We have a chat system that generates multiple event logs per second sometimes for every event during a chat. The issue is that these consume a massive amount of data storage (which is very expensive on that platform) and we'd like to streamline what we actually store and delete things that really aren't necessary.
To that end, there's an event type for what position in the queue the chat is. We don't care about each position as long as they are not intervening events for that chat. So we want to keep only the first and last in each distinct group where there were no other event types to just get "total time in queue" for that period.
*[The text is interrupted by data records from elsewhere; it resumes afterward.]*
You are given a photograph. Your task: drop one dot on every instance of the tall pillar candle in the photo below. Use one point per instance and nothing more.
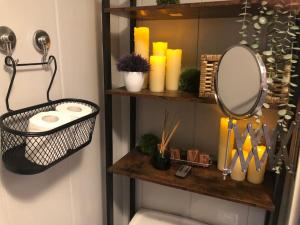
(237, 173)
(173, 69)
(141, 41)
(141, 46)
(160, 48)
(254, 176)
(223, 143)
(157, 73)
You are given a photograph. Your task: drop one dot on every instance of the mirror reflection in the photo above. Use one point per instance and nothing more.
(241, 82)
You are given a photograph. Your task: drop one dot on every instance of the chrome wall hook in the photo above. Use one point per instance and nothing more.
(8, 41)
(42, 42)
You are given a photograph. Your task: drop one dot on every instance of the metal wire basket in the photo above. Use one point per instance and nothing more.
(30, 152)
(27, 152)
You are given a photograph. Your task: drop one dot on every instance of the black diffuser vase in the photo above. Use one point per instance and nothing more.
(161, 161)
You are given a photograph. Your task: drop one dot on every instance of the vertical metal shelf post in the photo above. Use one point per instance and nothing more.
(132, 120)
(108, 111)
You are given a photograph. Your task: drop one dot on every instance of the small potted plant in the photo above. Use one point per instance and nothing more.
(133, 67)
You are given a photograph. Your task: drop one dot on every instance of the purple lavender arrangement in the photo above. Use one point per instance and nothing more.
(133, 63)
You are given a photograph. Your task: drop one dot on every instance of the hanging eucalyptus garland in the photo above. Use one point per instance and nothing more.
(280, 52)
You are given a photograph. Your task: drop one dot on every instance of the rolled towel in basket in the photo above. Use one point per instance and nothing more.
(75, 111)
(45, 149)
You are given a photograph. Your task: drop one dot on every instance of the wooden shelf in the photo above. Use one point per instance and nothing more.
(172, 95)
(206, 181)
(212, 9)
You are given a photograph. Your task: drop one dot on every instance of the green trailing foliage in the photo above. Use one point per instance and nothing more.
(148, 144)
(190, 80)
(281, 52)
(165, 2)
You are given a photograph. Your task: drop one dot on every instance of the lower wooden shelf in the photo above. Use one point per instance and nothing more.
(206, 181)
(167, 95)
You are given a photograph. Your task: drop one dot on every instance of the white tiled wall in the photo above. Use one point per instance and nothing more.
(200, 122)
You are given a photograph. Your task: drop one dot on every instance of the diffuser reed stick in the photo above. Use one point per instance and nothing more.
(167, 135)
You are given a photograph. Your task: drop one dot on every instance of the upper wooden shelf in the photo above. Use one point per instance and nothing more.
(172, 95)
(208, 9)
(207, 181)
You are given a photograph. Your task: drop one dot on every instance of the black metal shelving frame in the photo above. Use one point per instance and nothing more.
(271, 217)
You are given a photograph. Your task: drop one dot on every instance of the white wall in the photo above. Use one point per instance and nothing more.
(70, 193)
(199, 127)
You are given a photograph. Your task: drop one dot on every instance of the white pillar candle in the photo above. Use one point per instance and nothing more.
(141, 46)
(223, 143)
(160, 48)
(157, 73)
(254, 176)
(173, 69)
(237, 173)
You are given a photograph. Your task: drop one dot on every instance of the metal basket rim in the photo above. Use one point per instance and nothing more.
(44, 133)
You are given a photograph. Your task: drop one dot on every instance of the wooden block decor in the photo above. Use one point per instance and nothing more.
(208, 68)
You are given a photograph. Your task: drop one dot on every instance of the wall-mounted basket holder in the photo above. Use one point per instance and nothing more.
(26, 152)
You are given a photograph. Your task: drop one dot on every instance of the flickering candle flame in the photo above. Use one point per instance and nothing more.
(160, 48)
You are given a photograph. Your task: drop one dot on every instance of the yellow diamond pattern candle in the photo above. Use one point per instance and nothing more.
(223, 143)
(247, 146)
(160, 48)
(173, 69)
(237, 173)
(254, 176)
(157, 73)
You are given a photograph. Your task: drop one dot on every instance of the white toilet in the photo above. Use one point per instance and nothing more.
(152, 217)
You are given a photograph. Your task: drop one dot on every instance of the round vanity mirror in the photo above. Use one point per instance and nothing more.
(241, 85)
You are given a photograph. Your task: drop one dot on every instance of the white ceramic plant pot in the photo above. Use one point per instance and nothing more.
(134, 81)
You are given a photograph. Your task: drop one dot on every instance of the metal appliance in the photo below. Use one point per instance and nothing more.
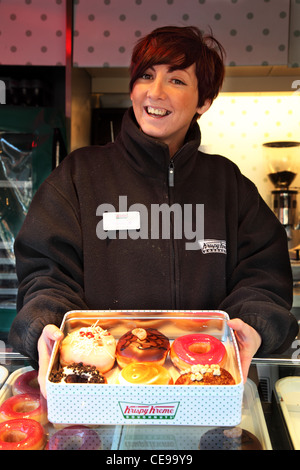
(283, 158)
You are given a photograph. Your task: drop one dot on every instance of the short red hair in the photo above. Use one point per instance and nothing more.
(181, 47)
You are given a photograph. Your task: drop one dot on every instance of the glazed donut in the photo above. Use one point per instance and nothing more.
(144, 374)
(225, 438)
(75, 438)
(206, 375)
(142, 345)
(77, 373)
(26, 383)
(21, 434)
(92, 346)
(197, 349)
(24, 406)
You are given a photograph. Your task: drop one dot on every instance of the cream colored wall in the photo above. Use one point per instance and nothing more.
(237, 125)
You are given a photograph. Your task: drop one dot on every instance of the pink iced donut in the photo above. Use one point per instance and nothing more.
(75, 438)
(195, 349)
(24, 406)
(26, 383)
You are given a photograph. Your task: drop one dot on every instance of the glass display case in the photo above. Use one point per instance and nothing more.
(270, 415)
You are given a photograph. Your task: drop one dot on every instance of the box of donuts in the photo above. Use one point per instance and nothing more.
(145, 367)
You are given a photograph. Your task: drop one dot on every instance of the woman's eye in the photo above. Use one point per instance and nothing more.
(146, 76)
(176, 81)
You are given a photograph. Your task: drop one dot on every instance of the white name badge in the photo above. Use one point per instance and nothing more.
(121, 221)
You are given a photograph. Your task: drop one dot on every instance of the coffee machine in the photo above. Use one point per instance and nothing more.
(283, 160)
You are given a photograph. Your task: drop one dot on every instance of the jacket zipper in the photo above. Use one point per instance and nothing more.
(171, 170)
(171, 183)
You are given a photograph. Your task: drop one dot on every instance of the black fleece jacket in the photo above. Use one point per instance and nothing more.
(66, 261)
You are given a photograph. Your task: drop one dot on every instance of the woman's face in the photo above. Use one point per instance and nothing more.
(165, 103)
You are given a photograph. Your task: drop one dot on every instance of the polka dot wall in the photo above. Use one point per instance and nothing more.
(32, 32)
(237, 125)
(252, 32)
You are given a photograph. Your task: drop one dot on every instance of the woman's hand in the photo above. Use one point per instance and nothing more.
(50, 334)
(248, 342)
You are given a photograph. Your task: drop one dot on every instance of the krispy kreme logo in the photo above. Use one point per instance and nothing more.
(151, 411)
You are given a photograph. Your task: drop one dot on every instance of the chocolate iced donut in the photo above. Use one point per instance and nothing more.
(142, 345)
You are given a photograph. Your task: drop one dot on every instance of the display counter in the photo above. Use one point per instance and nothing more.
(270, 411)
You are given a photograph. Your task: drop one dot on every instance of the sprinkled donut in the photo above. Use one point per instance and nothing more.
(26, 383)
(206, 375)
(142, 345)
(91, 346)
(194, 349)
(21, 434)
(144, 374)
(77, 373)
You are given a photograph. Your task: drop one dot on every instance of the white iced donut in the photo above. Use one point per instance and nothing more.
(92, 346)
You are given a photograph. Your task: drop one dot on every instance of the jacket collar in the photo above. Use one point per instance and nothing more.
(150, 156)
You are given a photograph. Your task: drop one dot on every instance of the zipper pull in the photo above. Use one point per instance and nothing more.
(171, 174)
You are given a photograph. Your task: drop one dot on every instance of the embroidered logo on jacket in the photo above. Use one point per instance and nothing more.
(212, 246)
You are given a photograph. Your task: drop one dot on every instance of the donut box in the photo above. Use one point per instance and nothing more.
(114, 403)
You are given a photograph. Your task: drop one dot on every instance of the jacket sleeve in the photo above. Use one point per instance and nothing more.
(49, 267)
(260, 285)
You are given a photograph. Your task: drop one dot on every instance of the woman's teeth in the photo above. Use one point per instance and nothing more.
(156, 111)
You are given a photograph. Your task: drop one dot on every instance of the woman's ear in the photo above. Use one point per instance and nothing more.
(201, 110)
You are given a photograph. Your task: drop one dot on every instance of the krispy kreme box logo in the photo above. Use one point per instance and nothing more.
(151, 411)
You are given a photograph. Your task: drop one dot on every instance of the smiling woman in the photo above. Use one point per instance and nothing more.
(165, 102)
(174, 79)
(63, 264)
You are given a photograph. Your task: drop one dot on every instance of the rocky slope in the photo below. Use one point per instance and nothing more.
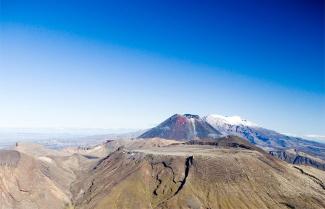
(182, 127)
(218, 175)
(299, 158)
(25, 185)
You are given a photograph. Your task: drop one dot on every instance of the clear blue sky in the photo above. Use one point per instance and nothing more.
(103, 64)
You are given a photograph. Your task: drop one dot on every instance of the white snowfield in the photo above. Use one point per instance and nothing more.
(229, 120)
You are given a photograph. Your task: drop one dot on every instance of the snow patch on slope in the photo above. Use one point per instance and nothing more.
(229, 120)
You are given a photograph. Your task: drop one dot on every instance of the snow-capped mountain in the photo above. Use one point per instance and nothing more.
(262, 137)
(188, 127)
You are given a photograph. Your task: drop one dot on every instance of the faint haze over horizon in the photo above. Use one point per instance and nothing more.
(127, 65)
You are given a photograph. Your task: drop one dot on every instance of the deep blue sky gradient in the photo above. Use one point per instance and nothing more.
(272, 49)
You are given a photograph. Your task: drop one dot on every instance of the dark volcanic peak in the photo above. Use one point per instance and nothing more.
(182, 127)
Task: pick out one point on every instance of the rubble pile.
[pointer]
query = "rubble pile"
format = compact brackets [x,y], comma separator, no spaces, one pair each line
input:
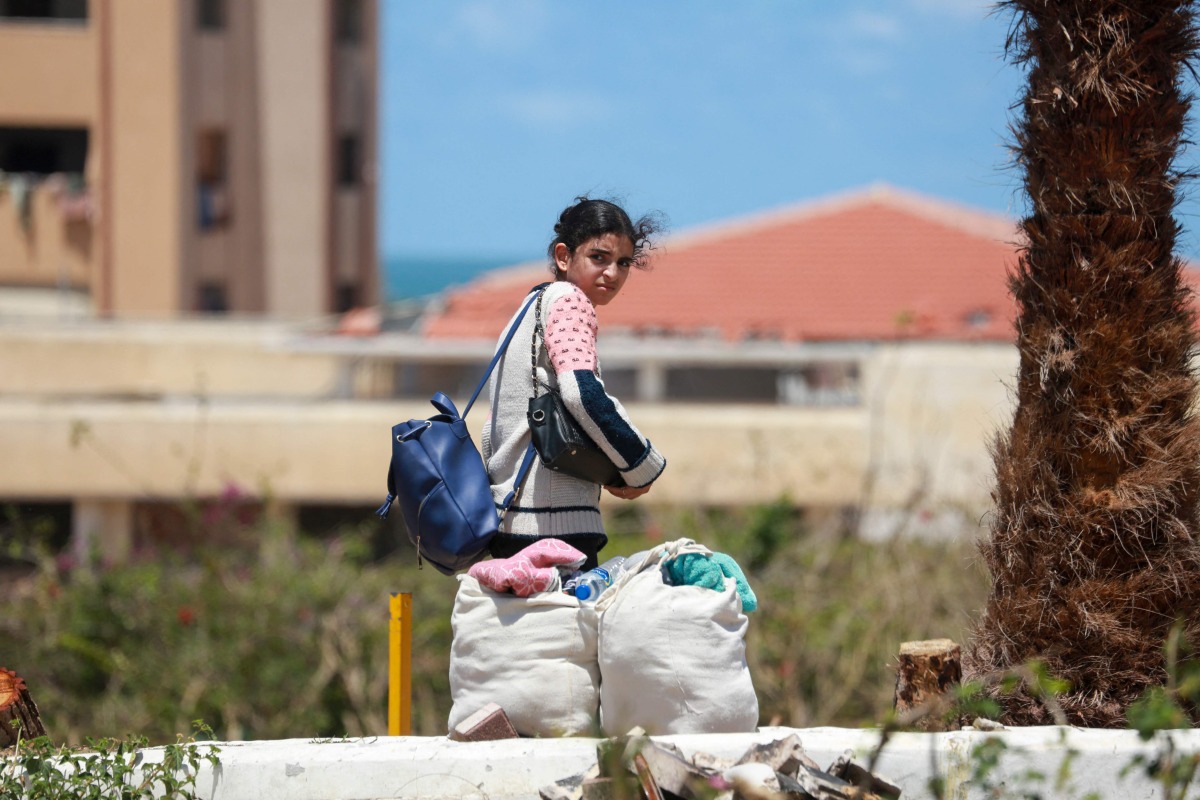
[636,767]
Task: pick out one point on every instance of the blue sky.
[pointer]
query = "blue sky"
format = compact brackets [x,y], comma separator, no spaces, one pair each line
[495,114]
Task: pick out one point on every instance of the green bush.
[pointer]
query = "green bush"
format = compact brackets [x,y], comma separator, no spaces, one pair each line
[286,636]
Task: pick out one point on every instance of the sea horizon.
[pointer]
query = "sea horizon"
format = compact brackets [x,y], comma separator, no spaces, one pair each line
[412,276]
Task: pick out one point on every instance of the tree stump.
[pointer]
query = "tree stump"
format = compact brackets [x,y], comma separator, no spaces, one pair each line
[927,669]
[18,713]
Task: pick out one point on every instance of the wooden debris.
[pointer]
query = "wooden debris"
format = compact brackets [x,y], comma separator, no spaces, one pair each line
[927,671]
[19,716]
[485,725]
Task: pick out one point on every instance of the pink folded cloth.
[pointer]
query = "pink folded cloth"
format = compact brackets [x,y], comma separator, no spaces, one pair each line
[534,569]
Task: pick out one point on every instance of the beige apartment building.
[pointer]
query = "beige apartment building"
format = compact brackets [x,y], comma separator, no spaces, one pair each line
[161,158]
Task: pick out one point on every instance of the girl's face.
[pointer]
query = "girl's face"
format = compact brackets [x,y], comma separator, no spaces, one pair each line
[599,266]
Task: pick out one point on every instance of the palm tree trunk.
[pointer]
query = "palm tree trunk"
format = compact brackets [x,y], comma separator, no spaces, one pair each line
[1093,547]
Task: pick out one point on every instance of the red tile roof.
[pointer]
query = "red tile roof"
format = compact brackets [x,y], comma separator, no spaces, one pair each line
[876,264]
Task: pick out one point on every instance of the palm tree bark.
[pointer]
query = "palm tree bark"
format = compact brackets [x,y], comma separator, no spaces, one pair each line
[1093,547]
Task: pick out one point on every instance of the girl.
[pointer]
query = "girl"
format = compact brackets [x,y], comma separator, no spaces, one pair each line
[594,248]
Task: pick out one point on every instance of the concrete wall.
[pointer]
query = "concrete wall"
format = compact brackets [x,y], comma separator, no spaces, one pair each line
[1033,762]
[144,156]
[42,246]
[168,411]
[145,82]
[42,86]
[297,148]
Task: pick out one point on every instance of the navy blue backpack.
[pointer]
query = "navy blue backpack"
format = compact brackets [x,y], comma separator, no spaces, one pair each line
[441,481]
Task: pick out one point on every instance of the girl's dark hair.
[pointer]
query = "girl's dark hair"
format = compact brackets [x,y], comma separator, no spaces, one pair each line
[588,218]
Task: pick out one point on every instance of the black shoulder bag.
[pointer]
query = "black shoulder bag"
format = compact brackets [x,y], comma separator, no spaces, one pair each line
[559,440]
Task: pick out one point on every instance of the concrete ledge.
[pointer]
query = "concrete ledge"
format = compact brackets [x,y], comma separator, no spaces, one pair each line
[432,768]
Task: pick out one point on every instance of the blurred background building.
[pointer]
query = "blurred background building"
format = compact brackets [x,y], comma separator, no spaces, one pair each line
[193,156]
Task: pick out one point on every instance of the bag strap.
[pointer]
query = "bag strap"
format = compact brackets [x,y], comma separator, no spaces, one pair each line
[504,346]
[538,334]
[382,511]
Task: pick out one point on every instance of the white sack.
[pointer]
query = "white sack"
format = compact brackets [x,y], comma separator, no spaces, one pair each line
[672,659]
[534,656]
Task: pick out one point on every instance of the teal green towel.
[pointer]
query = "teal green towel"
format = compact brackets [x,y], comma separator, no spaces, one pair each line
[709,571]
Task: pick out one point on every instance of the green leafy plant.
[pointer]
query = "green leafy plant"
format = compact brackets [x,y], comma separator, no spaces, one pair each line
[105,769]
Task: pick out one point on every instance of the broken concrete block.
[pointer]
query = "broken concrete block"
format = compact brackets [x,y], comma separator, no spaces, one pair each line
[569,788]
[755,781]
[485,725]
[855,774]
[783,755]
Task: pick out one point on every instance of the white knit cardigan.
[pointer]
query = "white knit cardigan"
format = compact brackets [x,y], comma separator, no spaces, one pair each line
[552,504]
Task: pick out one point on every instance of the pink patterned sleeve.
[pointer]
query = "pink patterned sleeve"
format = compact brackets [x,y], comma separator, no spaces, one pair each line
[571,334]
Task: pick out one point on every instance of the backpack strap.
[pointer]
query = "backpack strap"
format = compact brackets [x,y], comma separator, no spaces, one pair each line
[504,346]
[527,462]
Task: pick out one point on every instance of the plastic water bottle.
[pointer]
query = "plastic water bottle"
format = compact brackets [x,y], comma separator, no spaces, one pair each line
[593,582]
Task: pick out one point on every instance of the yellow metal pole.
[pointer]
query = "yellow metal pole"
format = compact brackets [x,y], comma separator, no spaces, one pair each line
[400,665]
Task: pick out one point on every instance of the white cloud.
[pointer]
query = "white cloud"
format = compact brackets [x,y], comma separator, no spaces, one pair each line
[874,26]
[957,8]
[553,108]
[502,25]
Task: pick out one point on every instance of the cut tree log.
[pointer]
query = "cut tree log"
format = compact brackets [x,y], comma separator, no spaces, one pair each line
[925,672]
[18,713]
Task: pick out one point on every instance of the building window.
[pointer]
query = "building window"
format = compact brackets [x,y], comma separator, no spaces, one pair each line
[349,160]
[210,14]
[720,385]
[210,298]
[211,178]
[45,10]
[827,383]
[43,150]
[348,20]
[346,296]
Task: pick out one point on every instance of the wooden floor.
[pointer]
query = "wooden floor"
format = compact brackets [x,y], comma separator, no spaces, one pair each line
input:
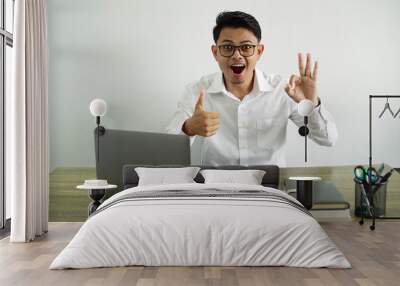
[374,255]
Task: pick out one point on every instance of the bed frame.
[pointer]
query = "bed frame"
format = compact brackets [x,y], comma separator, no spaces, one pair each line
[121,147]
[122,151]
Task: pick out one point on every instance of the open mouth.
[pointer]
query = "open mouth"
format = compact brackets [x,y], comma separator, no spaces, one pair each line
[238,68]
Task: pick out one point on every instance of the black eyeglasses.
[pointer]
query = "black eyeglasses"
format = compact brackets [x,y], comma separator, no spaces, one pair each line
[245,50]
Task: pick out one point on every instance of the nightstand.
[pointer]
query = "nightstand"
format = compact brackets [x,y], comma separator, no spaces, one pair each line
[304,188]
[96,193]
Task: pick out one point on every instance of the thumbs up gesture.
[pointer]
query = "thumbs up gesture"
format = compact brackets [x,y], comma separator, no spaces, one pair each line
[201,123]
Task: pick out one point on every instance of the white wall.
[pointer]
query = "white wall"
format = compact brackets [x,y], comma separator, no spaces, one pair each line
[139,55]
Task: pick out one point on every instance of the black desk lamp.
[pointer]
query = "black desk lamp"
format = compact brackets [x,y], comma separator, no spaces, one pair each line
[305,108]
[98,108]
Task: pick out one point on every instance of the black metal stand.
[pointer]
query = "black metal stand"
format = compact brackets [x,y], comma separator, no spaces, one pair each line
[96,195]
[371,201]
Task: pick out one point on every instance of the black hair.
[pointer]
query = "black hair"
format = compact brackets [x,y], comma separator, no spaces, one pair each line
[236,19]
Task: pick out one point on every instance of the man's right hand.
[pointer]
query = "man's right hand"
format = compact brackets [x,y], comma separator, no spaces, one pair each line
[201,123]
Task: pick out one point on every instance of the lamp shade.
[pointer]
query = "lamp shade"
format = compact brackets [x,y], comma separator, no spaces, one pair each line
[98,107]
[305,107]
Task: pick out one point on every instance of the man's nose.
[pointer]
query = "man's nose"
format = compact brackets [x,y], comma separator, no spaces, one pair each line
[236,54]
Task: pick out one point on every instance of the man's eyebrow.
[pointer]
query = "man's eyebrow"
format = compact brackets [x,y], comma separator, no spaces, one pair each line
[242,42]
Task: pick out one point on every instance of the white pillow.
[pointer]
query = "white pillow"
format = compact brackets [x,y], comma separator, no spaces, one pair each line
[162,176]
[249,177]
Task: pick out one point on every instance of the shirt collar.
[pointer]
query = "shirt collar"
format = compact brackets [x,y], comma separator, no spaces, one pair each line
[260,84]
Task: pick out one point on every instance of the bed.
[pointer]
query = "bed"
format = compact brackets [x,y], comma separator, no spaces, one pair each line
[201,224]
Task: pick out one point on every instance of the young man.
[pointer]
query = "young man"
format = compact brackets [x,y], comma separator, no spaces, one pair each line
[240,113]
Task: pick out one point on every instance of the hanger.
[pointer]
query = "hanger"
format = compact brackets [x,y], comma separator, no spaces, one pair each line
[387,107]
[397,113]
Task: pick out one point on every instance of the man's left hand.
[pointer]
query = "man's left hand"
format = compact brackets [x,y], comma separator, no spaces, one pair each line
[304,86]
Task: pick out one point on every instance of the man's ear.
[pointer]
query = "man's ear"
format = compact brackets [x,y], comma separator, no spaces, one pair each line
[214,50]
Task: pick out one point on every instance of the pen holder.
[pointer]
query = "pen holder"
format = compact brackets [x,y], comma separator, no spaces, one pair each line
[377,198]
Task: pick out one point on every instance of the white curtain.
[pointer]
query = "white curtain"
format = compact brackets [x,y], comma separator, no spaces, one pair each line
[28,159]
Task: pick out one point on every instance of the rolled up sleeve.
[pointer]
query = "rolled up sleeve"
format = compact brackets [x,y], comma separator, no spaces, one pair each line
[184,111]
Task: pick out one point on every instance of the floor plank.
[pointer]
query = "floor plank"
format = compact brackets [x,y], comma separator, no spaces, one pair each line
[375,257]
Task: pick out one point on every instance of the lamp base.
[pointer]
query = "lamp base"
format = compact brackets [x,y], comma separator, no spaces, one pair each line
[101,130]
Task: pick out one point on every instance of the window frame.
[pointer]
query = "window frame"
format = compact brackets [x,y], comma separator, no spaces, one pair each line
[6,39]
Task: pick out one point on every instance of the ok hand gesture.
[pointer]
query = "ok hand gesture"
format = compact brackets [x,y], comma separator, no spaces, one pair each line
[304,86]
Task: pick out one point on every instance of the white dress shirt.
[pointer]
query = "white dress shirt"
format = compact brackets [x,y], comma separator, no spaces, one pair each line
[252,131]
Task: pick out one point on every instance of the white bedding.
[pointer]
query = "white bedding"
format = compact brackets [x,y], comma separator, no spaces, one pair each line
[200,231]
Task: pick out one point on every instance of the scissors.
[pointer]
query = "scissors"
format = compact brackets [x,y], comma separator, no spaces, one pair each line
[364,175]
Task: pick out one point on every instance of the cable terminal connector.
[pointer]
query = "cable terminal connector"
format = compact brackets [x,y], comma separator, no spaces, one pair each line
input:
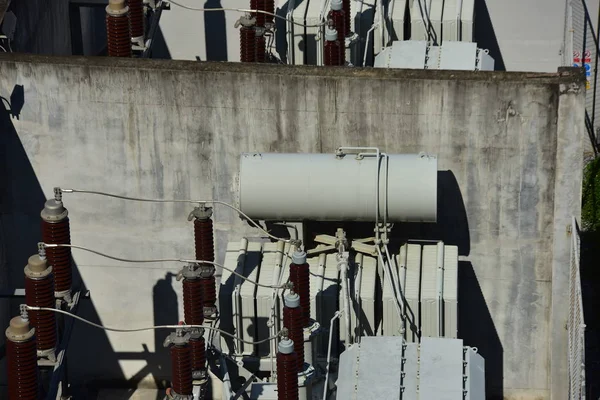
[42,250]
[284,333]
[23,311]
[58,194]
To complicate this, a customer can go in and out of queue as they get transferred by department, so the SAME CHAT can have multiple blocks of these queue position records. I've tried using FIRST_VALUE and LAST_VALUE and it gets me most of the way there, but fails when we have the case of two distinct blocks of these events.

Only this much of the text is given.